Ma i delegati egiziani, ieri attesi a Tel Aviv, non sono certi che il tentativo vada in porto. Oltre all’intenzione evidente di Israele di assaltare la città palestinese, è inverosimile al momento che Hamas liberi gli ostaggi in vita in cambio dello stop all’attacco contro Rafah senza avere la certezza che si vada al cessate il fuoco permanente. Su questo punto ieri è stato molto chiaro un alto dirigente di Hamas, Ghazi Hamad. Per questo, il Cairo ha impartito direttive ai governatorati nel Sinai per accelerare i preparativi del piano di emergenza che entrerà in vigore martedì prossimo, a cominciare dal settore sanitario.
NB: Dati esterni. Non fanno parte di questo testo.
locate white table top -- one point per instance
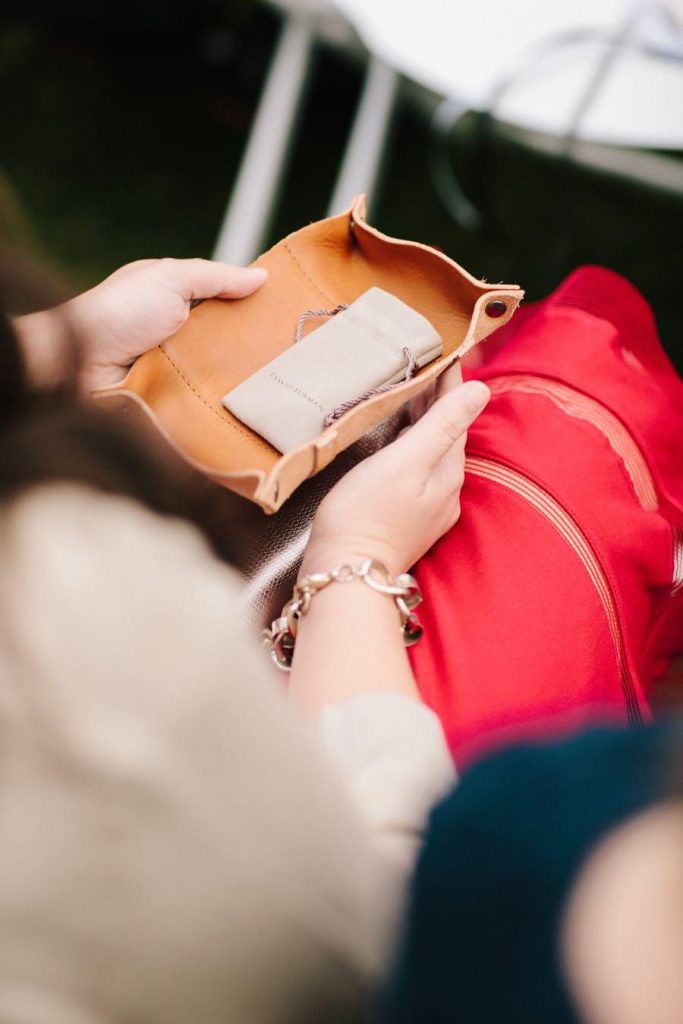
(463, 48)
Misure che però non sono legate all’inaugurazione due giorni fa della Nuova Rafah, 42 edifici e 272 appartamenti costruiti a tempo di record che accoglieranno gli abitanti della Rafah egiziana distrutta dall’esercito per eliminare i 1.500 tunnel che fino al 2019 la collegavano alla Rafah palestinese. Qualcuno aveva visto in quelle costruzioni i rifugi per i palestinesi che si riverseranno nel Sinai quando scatterà l’attacco israeliano su Rafah. Le nuove istruzioni sono state emanate a seguito dell’incontro che ha riunito mercoledì, al Cairo, il capo dello Shin Bet israeliano, Ronen Bar, e il capo di stato maggiore, Herzi Halevi, con i comandanti militari egiziani e il capo dell’intelligence Abbas Kamel. La tv Channel 12 spiegava ieri che la trattativa in corso «è l’ultima opportunità» di raggiungere un accordo «prima che l’esercito (israeliano) entri a Rafah» e che «non sarà permesso ad Hamas di parlare solo di 20 ostaggi come ha fatto nei giorni scorsi».
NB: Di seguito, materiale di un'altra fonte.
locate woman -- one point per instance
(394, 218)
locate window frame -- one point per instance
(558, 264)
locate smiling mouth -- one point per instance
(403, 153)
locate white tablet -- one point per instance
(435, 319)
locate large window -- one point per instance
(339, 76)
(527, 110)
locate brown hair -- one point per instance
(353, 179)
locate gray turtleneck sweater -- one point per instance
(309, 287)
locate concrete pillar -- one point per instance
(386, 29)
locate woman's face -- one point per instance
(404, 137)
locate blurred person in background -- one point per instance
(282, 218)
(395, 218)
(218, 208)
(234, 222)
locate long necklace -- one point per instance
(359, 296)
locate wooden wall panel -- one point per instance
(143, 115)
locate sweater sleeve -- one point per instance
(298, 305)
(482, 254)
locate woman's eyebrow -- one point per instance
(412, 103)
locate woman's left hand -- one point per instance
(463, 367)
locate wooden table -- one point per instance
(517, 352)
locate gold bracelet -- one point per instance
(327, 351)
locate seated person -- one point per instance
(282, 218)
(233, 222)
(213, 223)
Nubi sempre più nere si addensano su Rafah, soggetta da giorni a violenti raid aerei. Ha generato una profonda tristezza la notizia della morte di Sabrin, la bimba prematura tirata fuori domenica notte dal ventre della mamma uccisa da un bombardamento. La piccola si è spenta per gravi difficoltà respiratorie. Il suo nome si aggiunge ai 34.356 palestinesi uccisi da 7 ottobre. Tra le ultime vittime dei raid aerei anche Shaima Al-Arair, figlia del poeta e accademico Rifaat Al-Arair, ucciso quattro mesi fa da un missile. Agli ospedali sono stati portati 51 morti e 75 feriti nelle ultime 24 ore.
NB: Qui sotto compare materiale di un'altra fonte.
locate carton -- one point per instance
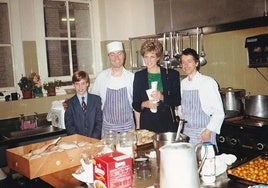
(50, 162)
(113, 170)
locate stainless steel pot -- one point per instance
(165, 138)
(233, 101)
(257, 105)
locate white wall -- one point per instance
(119, 19)
(127, 18)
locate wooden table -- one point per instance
(63, 179)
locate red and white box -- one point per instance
(114, 170)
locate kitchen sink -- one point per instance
(31, 132)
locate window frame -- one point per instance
(16, 43)
(41, 41)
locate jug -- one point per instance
(206, 158)
(178, 166)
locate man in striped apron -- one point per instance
(201, 104)
(115, 85)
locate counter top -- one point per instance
(65, 179)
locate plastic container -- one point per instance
(208, 172)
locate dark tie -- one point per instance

Un funzionario delle Nazioni Unite prevede che la rimozione delle macerie, compresi gli ordigni inesplosi, provocate dall’offensiva israeliana potrebbe richiedere anche 14 anni. I bombardamenti, ha spiegato, hanno generato almeno 37 milioni di tonnellate di macerie nelle aree di Gaza più densamente popolate e un numero sconosciuto di ordigni da disinnescare.